Saturday, July 17, 2010

Back to the Future?

What goes down, comes round.

Who ever said that there's nothing left that's new in television may be right. There's nothing left to innovate, instead just great revolving cycles of approach and execution.

No better is this illustrated than with Wal-Mart's entry into own-it-all television program production.

Back in April … in partnership with Procter and Gamble … the two corporations produced "Secrets of the Mountain" which we can look at as a backdoor pilot. In advertising we used to call this a "time buy" with the corporate pair owning it all, including the essentially pre-sold availabilities. They brought the project to NBC with the two companies controlled ALL ad revenue for the two-hour block program.

And the viewers watched (17.5 million for "Secrets of…") most without even noticing the sponsor's exclusivity.

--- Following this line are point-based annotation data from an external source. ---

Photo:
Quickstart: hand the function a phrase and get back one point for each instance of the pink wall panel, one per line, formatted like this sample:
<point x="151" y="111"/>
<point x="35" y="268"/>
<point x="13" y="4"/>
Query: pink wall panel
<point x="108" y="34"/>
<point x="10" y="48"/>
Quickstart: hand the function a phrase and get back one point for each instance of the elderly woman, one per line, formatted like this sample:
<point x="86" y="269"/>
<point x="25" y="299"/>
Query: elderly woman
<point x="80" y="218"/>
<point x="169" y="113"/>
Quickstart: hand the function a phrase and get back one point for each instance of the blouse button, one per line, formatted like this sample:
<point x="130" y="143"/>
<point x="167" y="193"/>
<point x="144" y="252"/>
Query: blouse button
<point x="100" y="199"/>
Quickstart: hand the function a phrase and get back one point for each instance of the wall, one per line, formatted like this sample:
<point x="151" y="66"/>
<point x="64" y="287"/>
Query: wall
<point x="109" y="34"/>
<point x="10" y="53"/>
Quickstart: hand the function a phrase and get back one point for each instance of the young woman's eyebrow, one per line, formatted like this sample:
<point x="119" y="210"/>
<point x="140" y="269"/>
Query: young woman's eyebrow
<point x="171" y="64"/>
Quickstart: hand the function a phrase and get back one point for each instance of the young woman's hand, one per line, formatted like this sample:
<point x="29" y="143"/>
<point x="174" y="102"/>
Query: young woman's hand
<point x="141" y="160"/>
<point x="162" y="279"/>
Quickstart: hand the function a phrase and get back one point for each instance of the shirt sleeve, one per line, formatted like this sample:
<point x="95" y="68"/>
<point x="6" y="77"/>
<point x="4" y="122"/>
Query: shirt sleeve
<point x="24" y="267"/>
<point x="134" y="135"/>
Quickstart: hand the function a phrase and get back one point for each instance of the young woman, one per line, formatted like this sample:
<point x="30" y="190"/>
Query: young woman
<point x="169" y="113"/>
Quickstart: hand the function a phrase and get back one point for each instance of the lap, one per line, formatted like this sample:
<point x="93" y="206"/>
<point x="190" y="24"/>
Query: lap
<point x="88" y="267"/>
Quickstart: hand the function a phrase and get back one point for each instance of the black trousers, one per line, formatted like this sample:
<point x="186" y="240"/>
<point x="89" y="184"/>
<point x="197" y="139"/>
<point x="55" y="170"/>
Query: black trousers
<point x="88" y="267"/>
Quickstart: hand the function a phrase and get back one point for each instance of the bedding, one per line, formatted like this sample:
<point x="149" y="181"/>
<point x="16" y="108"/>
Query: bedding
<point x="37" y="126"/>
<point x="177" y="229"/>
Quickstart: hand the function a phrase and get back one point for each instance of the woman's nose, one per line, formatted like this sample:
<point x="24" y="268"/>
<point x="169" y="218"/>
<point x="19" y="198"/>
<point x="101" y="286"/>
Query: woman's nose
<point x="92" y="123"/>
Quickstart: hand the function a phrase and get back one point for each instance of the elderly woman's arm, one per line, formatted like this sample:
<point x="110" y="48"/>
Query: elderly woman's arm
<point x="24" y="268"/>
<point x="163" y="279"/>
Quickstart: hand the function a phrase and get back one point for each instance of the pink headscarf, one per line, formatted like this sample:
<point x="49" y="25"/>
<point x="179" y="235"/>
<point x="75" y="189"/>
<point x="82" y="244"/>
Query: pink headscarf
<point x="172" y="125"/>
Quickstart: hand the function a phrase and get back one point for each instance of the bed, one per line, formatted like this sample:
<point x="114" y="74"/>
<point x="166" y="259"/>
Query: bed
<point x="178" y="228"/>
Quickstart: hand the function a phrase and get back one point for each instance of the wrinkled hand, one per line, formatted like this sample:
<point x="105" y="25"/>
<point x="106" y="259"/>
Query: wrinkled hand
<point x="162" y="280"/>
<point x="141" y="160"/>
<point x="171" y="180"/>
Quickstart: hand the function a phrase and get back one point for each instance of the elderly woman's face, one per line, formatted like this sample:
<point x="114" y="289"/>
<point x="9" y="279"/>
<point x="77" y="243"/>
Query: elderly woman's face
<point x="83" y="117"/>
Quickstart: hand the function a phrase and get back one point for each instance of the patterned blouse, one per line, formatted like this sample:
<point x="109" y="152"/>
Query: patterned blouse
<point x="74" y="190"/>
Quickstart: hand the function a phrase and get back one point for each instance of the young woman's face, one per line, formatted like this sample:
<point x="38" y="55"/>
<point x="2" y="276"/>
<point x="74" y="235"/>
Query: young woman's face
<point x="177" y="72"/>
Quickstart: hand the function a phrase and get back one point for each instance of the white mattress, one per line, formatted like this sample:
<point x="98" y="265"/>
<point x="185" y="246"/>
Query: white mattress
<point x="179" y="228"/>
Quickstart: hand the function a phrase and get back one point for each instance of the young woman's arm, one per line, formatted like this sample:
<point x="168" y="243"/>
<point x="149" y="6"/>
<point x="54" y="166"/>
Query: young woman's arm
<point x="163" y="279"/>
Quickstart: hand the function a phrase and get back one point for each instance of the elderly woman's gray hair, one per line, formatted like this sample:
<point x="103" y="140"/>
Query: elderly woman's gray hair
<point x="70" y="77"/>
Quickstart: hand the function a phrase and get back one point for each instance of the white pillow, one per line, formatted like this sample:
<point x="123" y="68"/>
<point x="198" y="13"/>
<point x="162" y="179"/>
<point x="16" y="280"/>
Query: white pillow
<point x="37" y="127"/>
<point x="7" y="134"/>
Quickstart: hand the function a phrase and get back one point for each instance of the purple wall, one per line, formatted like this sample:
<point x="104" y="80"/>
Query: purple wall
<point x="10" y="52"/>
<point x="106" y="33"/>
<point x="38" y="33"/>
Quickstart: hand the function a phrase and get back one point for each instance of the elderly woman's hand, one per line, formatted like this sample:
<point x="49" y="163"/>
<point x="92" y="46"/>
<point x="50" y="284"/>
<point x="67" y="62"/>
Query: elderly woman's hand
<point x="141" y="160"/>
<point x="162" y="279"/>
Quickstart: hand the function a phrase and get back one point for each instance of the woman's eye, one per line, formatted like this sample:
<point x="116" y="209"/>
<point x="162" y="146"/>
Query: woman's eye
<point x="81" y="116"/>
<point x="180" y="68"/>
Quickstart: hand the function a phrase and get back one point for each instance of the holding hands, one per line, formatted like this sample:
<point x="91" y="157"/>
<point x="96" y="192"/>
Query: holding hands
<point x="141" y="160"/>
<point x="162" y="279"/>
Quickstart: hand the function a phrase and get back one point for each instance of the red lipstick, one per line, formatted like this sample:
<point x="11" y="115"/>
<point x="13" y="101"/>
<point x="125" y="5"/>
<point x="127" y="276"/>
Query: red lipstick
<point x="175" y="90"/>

Now comes "The Jensen Project" on NBC with Wal-Mart and P&G again underwriting the program content and controlling all ad placements in the old two-hour MOW format revival.

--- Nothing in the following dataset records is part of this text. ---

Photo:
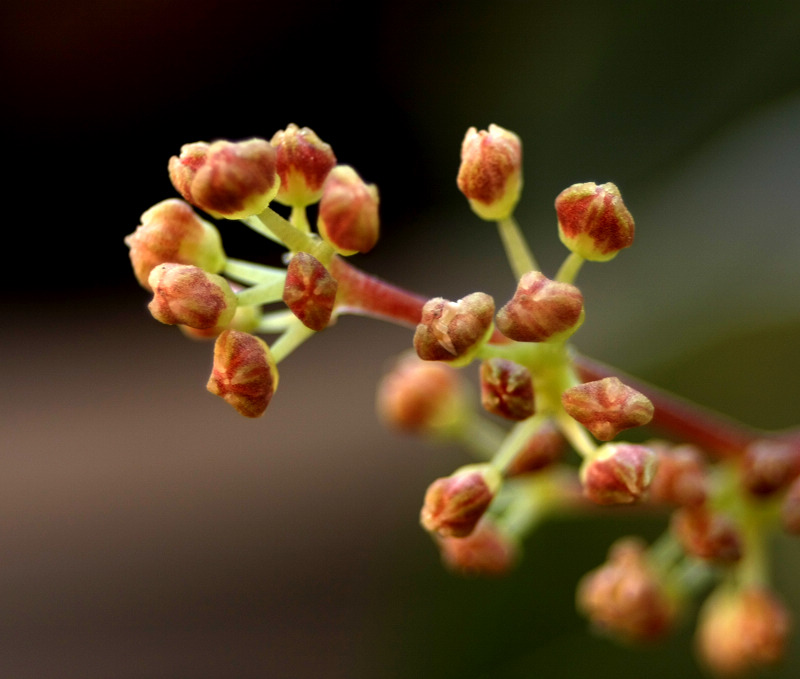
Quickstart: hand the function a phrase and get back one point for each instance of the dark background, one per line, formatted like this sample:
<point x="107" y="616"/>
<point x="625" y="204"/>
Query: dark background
<point x="148" y="531"/>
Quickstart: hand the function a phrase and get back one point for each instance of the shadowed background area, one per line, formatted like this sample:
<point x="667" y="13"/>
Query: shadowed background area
<point x="149" y="531"/>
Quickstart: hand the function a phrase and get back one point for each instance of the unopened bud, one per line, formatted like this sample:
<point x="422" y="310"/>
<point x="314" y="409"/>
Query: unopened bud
<point x="348" y="212"/>
<point x="310" y="291"/>
<point x="187" y="295"/>
<point x="625" y="597"/>
<point x="490" y="175"/>
<point x="227" y="179"/>
<point x="171" y="232"/>
<point x="593" y="222"/>
<point x="454" y="504"/>
<point x="618" y="473"/>
<point x="454" y="331"/>
<point x="303" y="163"/>
<point x="244" y="372"/>
<point x="506" y="389"/>
<point x="606" y="407"/>
<point x="541" y="309"/>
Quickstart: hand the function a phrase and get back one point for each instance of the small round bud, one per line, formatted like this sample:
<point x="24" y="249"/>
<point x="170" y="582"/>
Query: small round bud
<point x="490" y="175"/>
<point x="348" y="212"/>
<point x="244" y="372"/>
<point x="593" y="222"/>
<point x="303" y="163"/>
<point x="541" y="309"/>
<point x="506" y="389"/>
<point x="618" y="473"/>
<point x="227" y="179"/>
<point x="741" y="631"/>
<point x="454" y="331"/>
<point x="606" y="407"/>
<point x="454" y="504"/>
<point x="187" y="295"/>
<point x="310" y="291"/>
<point x="171" y="232"/>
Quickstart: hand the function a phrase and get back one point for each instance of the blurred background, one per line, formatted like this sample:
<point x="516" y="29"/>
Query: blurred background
<point x="149" y="531"/>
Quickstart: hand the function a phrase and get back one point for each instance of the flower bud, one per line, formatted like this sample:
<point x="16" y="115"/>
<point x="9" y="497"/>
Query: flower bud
<point x="310" y="291"/>
<point x="303" y="163"/>
<point x="541" y="309"/>
<point x="348" y="212"/>
<point x="490" y="175"/>
<point x="741" y="631"/>
<point x="171" y="232"/>
<point x="454" y="331"/>
<point x="625" y="596"/>
<point x="606" y="407"/>
<point x="422" y="397"/>
<point x="227" y="179"/>
<point x="244" y="372"/>
<point x="593" y="222"/>
<point x="187" y="295"/>
<point x="618" y="473"/>
<point x="706" y="535"/>
<point x="506" y="389"/>
<point x="454" y="504"/>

Both these family-friendly fare flicks target children and parents alike, the exact demographic to which Wal-Mart and P&G market. Plus the resultant DVDs and soundtrack CDs get pushed in the stores and online, and since it's all theirs, all of the product's profits go directly back into the corporation coffers. Sounds ideal, a media match made in marketing heaven. Total content control.  

And exactly the model existent in the 1950's for network television, inherenting the originallycommercial model forged from the development of network radio -- total program sponsorship.

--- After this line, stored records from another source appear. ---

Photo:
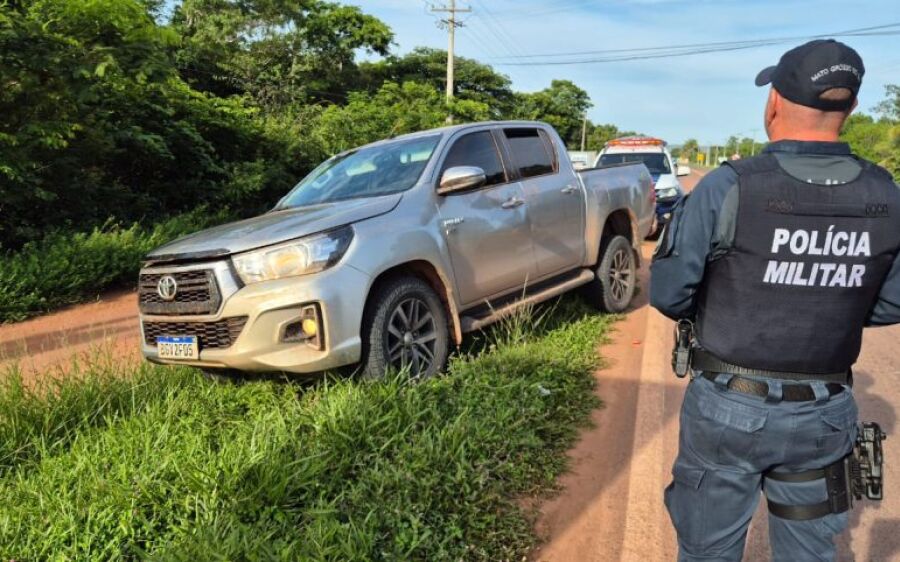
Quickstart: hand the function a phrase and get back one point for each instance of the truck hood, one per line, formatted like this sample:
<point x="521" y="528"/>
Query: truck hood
<point x="272" y="228"/>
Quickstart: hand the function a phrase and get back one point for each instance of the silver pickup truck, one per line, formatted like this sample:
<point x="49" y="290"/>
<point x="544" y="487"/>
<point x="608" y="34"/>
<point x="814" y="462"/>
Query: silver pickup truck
<point x="385" y="255"/>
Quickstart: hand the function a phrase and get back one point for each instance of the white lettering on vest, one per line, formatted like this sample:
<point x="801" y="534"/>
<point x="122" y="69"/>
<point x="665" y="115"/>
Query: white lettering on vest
<point x="802" y="242"/>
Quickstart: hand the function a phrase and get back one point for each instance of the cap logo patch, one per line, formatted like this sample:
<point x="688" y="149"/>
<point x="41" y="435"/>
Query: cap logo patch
<point x="836" y="68"/>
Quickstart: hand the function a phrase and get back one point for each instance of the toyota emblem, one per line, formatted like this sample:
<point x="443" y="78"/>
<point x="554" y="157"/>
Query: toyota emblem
<point x="167" y="287"/>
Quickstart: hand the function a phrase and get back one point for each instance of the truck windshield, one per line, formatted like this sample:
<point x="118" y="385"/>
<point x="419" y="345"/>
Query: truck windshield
<point x="656" y="162"/>
<point x="367" y="172"/>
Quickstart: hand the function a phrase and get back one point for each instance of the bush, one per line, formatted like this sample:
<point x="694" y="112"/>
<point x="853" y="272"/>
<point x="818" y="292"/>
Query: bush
<point x="164" y="465"/>
<point x="66" y="268"/>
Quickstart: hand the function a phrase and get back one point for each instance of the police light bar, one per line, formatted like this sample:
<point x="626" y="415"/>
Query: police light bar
<point x="636" y="141"/>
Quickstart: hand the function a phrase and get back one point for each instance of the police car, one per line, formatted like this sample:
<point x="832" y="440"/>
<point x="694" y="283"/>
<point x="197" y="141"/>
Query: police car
<point x="655" y="155"/>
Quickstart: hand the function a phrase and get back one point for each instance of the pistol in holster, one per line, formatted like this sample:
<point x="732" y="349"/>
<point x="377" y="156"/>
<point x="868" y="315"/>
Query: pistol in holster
<point x="858" y="475"/>
<point x="684" y="348"/>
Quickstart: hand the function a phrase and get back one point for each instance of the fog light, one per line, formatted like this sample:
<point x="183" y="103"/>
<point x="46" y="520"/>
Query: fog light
<point x="310" y="327"/>
<point x="307" y="329"/>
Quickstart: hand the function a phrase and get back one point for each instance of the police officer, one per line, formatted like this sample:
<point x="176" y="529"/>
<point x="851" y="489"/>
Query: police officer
<point x="779" y="261"/>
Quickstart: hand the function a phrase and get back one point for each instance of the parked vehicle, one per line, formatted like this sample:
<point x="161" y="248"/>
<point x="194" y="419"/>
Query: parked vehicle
<point x="385" y="255"/>
<point x="655" y="154"/>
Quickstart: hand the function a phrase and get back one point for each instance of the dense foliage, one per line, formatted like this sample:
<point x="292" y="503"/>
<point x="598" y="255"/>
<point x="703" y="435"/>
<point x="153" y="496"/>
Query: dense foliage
<point x="131" y="112"/>
<point x="160" y="464"/>
<point x="878" y="138"/>
<point x="112" y="111"/>
<point x="63" y="268"/>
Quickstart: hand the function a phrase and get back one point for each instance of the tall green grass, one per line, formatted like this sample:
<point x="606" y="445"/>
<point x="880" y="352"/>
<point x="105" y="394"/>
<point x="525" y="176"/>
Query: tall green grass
<point x="64" y="268"/>
<point x="162" y="464"/>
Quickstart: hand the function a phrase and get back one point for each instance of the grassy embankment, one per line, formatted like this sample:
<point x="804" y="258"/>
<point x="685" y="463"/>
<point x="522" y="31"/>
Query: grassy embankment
<point x="147" y="462"/>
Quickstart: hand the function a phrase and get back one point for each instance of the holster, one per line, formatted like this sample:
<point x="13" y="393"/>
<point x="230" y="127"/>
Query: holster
<point x="857" y="475"/>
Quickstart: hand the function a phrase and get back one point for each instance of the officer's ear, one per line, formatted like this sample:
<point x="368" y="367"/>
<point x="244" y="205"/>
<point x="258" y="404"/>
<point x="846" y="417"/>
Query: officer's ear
<point x="773" y="107"/>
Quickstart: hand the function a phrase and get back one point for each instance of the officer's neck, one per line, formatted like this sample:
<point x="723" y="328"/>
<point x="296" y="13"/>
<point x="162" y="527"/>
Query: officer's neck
<point x="812" y="136"/>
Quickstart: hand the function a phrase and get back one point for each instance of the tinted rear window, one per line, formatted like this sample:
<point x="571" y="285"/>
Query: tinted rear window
<point x="530" y="152"/>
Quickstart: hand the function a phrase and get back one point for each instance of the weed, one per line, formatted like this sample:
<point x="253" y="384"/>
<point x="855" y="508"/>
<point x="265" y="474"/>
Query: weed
<point x="161" y="464"/>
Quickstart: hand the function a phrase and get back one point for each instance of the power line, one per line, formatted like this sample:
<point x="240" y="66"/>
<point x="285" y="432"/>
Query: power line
<point x="644" y="53"/>
<point x="714" y="44"/>
<point x="452" y="23"/>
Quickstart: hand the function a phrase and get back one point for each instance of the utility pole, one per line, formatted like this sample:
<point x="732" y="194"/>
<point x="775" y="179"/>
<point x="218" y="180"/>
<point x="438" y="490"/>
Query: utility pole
<point x="452" y="23"/>
<point x="584" y="132"/>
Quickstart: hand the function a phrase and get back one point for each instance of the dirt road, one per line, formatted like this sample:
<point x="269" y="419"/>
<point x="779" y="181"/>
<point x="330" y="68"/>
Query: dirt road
<point x="610" y="508"/>
<point x="48" y="343"/>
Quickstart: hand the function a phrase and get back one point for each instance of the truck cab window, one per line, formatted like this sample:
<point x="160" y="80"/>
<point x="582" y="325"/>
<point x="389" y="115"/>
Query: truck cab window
<point x="532" y="155"/>
<point x="477" y="149"/>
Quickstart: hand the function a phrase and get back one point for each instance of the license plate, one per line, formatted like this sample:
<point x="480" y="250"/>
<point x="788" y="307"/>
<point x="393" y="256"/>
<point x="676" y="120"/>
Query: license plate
<point x="180" y="347"/>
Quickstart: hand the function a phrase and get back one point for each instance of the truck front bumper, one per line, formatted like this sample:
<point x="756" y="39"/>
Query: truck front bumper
<point x="267" y="311"/>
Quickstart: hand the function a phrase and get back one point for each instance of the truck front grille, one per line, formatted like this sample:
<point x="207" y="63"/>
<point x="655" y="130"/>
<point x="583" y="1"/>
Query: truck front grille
<point x="210" y="335"/>
<point x="196" y="293"/>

Advertisers owning outright the entire show, in many cases even taking over the shows title, as with The Chase and Sanborn Hour, starring Edgar Bergen and Charley McCarthy or The Johnson's Wax Program with Fibber McGee and Molly or The Pepsodent Show with Bob Hope.  The earliest network television hits carried on this model, often with TV stars stopping the weekly storyline to perform in the sponsor's own commercials.

Eventually when these old classic programs reverted to syndication, the crossover sponsorship and content create problems. As with I Love Lucy, The Lone Ranger, Adventures of Superman and others, newly edited or reshot opening and closing credits were necessary to remove the intertwined sponsorship evidence.

And now we've come back around, full circle again, with major advertisers buying not just 30 second ad slots but two-thirds of the entire nightly primetime block, producing it all from opening tease to closing credits. And it's working because there's no financial downside. It's risk-free for NBC because the producers paid for it and guarantee the network won't lose money by airing it.